2. Semantic caching Exact match caching handles "what is your return policy?" being asked identically. But users rephrase. Semantic caching embeds incoming queries and checks if a similar query was already answered (cosine similarity > threshold). If yes, return cached answer without hitting the LLM. Tools: Redis + embedding similarity layer.

3. Model routing Not every query needs your most expensive model. A three-tier pattern:

Flash → 80% of queries (simple lookups, factual Q&A)
Pro → 15% (complex reasoning, multi-step)
Human escalation → 5% (out-of-scope, high-stakes)

A lightweight classifier or even a short prompt to Flash itself can do the routing.
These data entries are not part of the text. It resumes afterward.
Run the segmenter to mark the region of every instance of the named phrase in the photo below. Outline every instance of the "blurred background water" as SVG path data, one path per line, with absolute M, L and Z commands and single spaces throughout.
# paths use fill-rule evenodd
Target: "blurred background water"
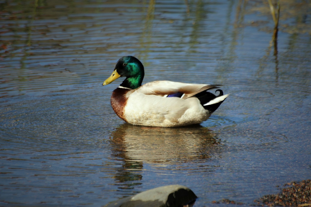
M 311 3 L 0 0 L 0 205 L 104 206 L 179 184 L 245 205 L 311 177 Z M 102 86 L 133 55 L 143 83 L 221 84 L 200 126 L 132 126 Z

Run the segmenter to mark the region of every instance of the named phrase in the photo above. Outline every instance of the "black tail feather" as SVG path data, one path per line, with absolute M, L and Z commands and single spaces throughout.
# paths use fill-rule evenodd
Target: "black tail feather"
M 216 92 L 218 91 L 219 92 L 219 94 L 217 96 L 214 95 L 211 93 L 206 91 L 200 92 L 195 95 L 197 96 L 197 98 L 200 100 L 201 105 L 203 106 L 204 108 L 210 112 L 210 113 L 212 113 L 216 111 L 224 101 L 211 105 L 207 105 L 207 106 L 203 106 L 203 105 L 215 99 L 216 97 L 224 95 L 224 92 L 221 90 L 217 89 L 216 90 Z

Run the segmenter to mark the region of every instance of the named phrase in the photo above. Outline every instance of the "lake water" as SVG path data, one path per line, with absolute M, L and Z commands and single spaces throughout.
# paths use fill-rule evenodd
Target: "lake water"
M 0 0 L 0 205 L 104 206 L 175 184 L 195 206 L 249 205 L 311 178 L 311 6 L 291 1 L 276 50 L 265 1 Z M 101 84 L 129 55 L 143 83 L 230 95 L 200 126 L 125 123 L 110 103 L 122 80 Z

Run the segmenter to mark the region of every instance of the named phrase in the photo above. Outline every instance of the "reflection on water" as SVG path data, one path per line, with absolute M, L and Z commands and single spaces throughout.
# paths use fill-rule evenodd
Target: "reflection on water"
M 216 136 L 199 125 L 169 129 L 124 124 L 111 138 L 114 155 L 126 161 L 169 164 L 208 159 L 208 151 L 220 143 Z
M 267 1 L 0 1 L 0 205 L 100 206 L 175 184 L 196 206 L 251 205 L 310 179 L 311 14 L 293 2 L 276 53 Z M 101 85 L 129 55 L 144 83 L 230 95 L 201 125 L 124 123 L 117 84 Z

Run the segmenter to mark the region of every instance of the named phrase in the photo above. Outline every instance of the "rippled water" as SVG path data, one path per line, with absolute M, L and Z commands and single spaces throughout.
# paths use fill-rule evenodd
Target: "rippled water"
M 274 54 L 267 4 L 125 2 L 0 1 L 0 205 L 104 205 L 177 184 L 195 206 L 248 205 L 310 179 L 309 11 L 281 16 Z M 199 126 L 124 123 L 110 104 L 121 81 L 101 84 L 127 55 L 144 83 L 231 95 Z

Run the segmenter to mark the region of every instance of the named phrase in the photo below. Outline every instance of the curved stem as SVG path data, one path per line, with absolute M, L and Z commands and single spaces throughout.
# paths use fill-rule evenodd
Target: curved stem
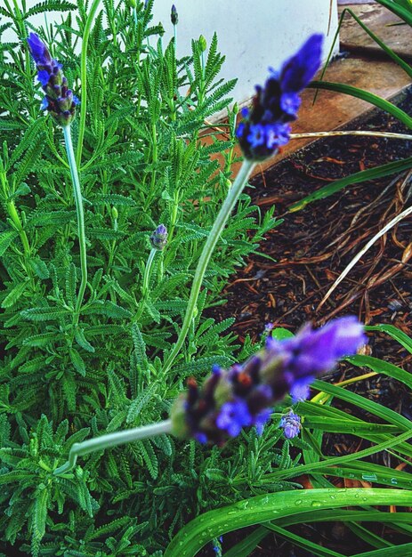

The cost savings are multiplicative.

4. Context pruning Fewer retrieved chunks = fewer input tokens = lower cost + faster TTFT. Strategies:

Retrieve top-3 instead of top-10 if precision is high
Truncate chunks (first N sentences often carry the key info)
Use a reranker to filter aggressively before passing to LLM

5. Smaller embeddings Embedding model choice affects ingestion cost and storage. Smaller models (e.g., text-embedding-004 vs a larger variant) can be nearly as good at retrieval for structured domains while being cheaper to run at scale. Name this as a lever even if you don't always use it.